Checkpoints and wals, fantastic beasts (and where to find them)

Friday, 2018-03-02

Back in the days of when I was an Oracle DBA I had to solve a strange behaviour on an Oracle installation. The system for some reasons stopped accepting the writes occasionally and without an apparent reason.

This behaviour appeared odd to anybody except for my team, which addressed the issue immediately. The problem was caused by a not optimal configuration on the Oracle instance.

This thought led me to writing this post. I will try to explain how the durability works in PostgreSQL and how the Oracle’s implementation was the root cause of the issue I faced.

Fasten your seatbelts, we are about to depart for the wonderful land of ACID.

A drop in the ACID

ACID compliant databases implement the four ACID properties which are Atomicity, Consistency, Isolation, Durability.

We’ll focus only on the Durability which implementation must be taken in account in order to use our database system at its best.

The definition of durability its copied without shame from the wikipedia ACID entry. The bolds are mine.
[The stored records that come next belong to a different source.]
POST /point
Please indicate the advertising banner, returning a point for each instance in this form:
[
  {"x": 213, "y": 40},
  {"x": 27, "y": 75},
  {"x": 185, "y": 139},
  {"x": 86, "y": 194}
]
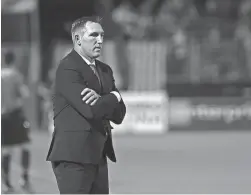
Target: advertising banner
[
  {"x": 146, "y": 113},
  {"x": 210, "y": 113}
]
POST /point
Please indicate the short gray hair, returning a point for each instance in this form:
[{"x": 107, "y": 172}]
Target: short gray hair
[{"x": 80, "y": 23}]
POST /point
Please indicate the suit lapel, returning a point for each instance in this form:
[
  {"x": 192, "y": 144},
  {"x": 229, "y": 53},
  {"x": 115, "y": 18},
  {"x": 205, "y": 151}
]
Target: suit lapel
[{"x": 86, "y": 72}]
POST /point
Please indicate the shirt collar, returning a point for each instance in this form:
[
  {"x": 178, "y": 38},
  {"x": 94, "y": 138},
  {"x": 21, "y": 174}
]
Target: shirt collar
[{"x": 87, "y": 61}]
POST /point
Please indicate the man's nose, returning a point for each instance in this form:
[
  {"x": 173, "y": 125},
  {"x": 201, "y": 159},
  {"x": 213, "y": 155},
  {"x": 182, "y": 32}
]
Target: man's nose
[{"x": 100, "y": 39}]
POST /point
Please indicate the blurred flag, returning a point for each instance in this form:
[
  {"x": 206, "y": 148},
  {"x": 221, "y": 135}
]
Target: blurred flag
[{"x": 18, "y": 6}]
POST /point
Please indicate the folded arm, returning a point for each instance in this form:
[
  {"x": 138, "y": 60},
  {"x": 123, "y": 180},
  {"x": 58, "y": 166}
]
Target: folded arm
[{"x": 69, "y": 84}]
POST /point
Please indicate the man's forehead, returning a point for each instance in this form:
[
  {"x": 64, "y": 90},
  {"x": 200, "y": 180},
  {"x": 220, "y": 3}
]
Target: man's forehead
[{"x": 94, "y": 27}]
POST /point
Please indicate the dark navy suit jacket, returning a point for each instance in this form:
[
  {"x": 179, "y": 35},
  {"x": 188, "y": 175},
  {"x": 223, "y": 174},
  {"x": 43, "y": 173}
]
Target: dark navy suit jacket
[{"x": 82, "y": 133}]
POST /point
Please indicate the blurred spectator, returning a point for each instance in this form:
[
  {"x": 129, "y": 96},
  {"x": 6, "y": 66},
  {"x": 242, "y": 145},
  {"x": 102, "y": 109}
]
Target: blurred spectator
[{"x": 15, "y": 127}]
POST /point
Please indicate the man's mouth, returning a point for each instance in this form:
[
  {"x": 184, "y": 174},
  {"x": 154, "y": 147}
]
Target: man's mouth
[{"x": 97, "y": 48}]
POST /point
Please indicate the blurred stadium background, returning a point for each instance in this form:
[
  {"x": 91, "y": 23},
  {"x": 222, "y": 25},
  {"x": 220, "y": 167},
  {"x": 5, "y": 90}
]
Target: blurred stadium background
[{"x": 184, "y": 70}]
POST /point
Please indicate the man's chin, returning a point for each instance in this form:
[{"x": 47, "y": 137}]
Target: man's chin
[{"x": 96, "y": 54}]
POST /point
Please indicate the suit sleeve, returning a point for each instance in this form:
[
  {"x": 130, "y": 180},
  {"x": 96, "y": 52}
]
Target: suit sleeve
[
  {"x": 119, "y": 111},
  {"x": 70, "y": 86}
]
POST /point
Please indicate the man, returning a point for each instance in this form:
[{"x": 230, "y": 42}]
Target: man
[
  {"x": 85, "y": 101},
  {"x": 15, "y": 127}
]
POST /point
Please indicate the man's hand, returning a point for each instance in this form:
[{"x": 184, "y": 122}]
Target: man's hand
[{"x": 90, "y": 96}]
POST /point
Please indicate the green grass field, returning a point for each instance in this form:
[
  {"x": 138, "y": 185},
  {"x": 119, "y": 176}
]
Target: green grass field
[{"x": 177, "y": 162}]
The durability property ensures that once a transaction has been committed, it will remain so, even in the event of power loss, crashes, or errors. In a relational database, for instance, once a group of SQL statements execute, the results need to be stored permanently (even if the database crashes immediately thereafter). To defend against power loss, transactions (or their effects) must be recorded in a non-volatile memory.

The durability is enforced when the committed transactions or their effect are recorded on durable storage. As writing the data directly on the data files can cause a consistent amount of I/O with resultng in slowing down the entire system the modern databases implement the logging for the committed transactions. The combination of the logs and the data files guarantee, in case of power loss, crashes or errors, that the database can recover the state immediately before the loss of service.

WAL’s Den

In PostgreSQL the logs where the transactions are saved are called Write Ahead Log or WAL. When the data page is modified in memory the change is logged on the WAL storage. The page which is not yet written on its data file is called dirty. The time required for that page to be consolidated on disk is variable as the flush on disk happens under specific circumstances.

When the buffer holding the page is required by the buffer manager
When the background writer writes down the page
When a checkpoint occurs

In PostgreSQL the WAL files are fixed size segments of 16 MB. The management of those files is completely automatic and must not be touched, unless you want to corrupt your data.

In particular, the checkpoint is a common procedure which can be found virtually in any database tecnology. When a checkpoint starts the process moves across the shared buffer and write down all the dirty pages found during the scan. The WAL position of the last committed transaction is saved into the file $PGDATA/global/pg_control. This way the system knows which wal files are no longer required for the crash recovery, which are recycled or deleted.

The pg_control file is used by the postgres process during the startup to determine whether the cluster requires a recovery or not. In case of recovery then the last checkpoint location is used to for the start of recovery. At the end of the recovery and before opening the database to the connections the system executes a checkpoint in order to flush all the replayed changes on disk.

Checkpoints occurring frequently will result in an unnecessary I/O. Checkpoints happening seldom will result in a longer recovery time in case of crash. And tuning the checkpoint frequency is just a compromise between two dimensions, space and time.

The parameter checkpoint_timeout express the time after a checkpoint is triggered.

PostgreSQL up to the version 9.4 have the parameter checkpoint_segments which express the number of wal segments generated by the new transactions before a checkpoint is triggered. This parameter controlled also the amount of minimum log files kept in the wal directory. As this caused some confusions from the version 9.5 this parameter has been replaced by max_wal_size. The online documentation is very clear about this parameter.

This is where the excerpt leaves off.